The concern that Russia or China would block sanctions in the UN assumes erroneously that sanctions will or should be sought at this time. In the coming days, European and US leaders should clarify, when Iran’s nuclear case is sent to the Security Council, that the Council’s demand on Iran be straightforward and non-punitive: Iran should resume suspension of activities related to producing fissile materials as long as the IAEA cannot resolve unanswered questions as to whether Iran’s nuclear activities are solely for peaceful purposes. To enable the IAEA to do its job, the Council should mandate, under Chapter VII, that Iran satisfy the IAEA’s call for improved and timely access to sites, individuals, and original files.

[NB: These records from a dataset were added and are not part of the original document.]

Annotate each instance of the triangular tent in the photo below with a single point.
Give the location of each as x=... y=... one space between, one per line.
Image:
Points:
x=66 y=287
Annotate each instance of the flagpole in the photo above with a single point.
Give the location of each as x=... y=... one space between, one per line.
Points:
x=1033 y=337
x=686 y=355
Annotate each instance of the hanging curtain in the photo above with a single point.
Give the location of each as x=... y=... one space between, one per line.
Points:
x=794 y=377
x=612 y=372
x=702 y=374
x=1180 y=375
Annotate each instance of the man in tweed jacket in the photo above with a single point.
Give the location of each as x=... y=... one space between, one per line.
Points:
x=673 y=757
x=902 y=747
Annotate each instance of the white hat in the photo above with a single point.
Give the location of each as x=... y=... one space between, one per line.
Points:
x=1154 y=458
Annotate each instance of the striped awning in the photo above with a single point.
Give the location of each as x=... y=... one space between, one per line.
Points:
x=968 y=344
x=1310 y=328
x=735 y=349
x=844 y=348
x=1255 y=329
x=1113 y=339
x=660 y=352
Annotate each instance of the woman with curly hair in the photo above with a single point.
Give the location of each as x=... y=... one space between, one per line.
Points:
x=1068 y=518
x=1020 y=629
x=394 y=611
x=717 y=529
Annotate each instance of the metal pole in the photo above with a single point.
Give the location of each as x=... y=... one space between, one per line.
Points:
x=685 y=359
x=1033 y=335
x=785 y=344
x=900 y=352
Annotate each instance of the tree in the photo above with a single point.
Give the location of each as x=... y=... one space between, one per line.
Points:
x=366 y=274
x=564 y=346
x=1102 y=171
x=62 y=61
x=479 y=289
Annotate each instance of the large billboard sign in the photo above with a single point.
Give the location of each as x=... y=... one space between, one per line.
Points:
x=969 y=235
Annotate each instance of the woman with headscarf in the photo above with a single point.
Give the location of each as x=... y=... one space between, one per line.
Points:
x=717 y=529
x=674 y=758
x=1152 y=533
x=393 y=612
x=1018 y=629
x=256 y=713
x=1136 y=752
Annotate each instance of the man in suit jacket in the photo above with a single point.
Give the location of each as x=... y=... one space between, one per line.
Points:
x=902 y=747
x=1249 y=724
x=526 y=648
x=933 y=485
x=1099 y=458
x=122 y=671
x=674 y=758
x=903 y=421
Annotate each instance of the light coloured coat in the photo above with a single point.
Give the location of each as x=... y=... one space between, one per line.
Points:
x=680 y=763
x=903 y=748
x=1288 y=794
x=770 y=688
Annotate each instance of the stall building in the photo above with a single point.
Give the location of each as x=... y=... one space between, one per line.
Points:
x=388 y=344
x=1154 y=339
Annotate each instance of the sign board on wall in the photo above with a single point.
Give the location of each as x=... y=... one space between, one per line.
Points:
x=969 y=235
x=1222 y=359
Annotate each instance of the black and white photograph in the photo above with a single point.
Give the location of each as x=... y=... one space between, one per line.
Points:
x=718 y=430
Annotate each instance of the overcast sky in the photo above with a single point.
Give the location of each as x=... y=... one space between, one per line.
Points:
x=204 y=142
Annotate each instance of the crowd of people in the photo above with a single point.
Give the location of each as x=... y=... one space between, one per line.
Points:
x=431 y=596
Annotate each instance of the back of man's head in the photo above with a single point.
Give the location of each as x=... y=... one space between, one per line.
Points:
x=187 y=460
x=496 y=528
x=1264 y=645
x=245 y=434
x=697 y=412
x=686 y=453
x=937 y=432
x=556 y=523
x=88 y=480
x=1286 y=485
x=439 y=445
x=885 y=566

Recognizing Iran’s legitimate interests in peaceful nuclear energy, the Security Council should formally state the importance of establishing mechanisms to guarantee the uninterrupted international provision of nuclear fuel services to Iran as long as Iran eschews construction and operation of uranium enrichment and plutonium separation capabilities. The Council should invite Iran and a commission of industry and other experts under the aegis of the IAEA to explore modalities for the most reliable, cost-effective provision of international fuel services to countries that forego indigenous production of fuel.
It is difficult to see how Beijing or Moscow could veto such a patient, non-punitive, by-the-book resolution by the Security Council. Of course, critics will then say that such a resolution is toothless, once again missing the strategic logic.
The goal is to induce the Iranian public and a core group of leaders to end their country’s isolation and integrate into the international system, and to show that this will happen if Iran foregoes acquiring inherently dual-use nuclear capabilities and ceases supporting organizations that conduct terrorism. To achieve this, Iranians must see that the world is unusually united. A non-punitive Security Council resolution will carry this message better than a sanctions-heavy resolution, infeasible anyway, because Iran’s radicals would rally less resistance to an international community that is acting temperately. If Iran rejects the terms of even a temperate resolution, then China and Russia and other Security Council members would be more willing to ratchet up the pressure. And when the ratchet turns due to Iranian belligerence or unreasonableness, internationalists competing for power in Tehran would have a stronger basis for demanding changes in their government’s course.
No Western politician to date has begun to prepare his or her public for the potential burdens of a protracted sanction contest with Iran or a military clash Indeed, recent calls for sanctions by senators Hillary Clinton and Evan Bayh were callow, precisely because they ignored the implications behind such a demand. No leading Iranian politician has articulated how the aspirations of Iran’s youthful population will be met if their country is an international pariah. As Iran and the US remember from the 1979-80 period, severe crises impose heavy burdens on society. Unless leaders prepare their populations to bear these burdens, they should not make idle threats. Good leaders build partnerships; foolish leaders blunder into isolation.
George Perkovich is vice president for studies at the Carnegie Endowment for International Peace and co-author of Universal Compliance: A Strategy for Nuclear Security.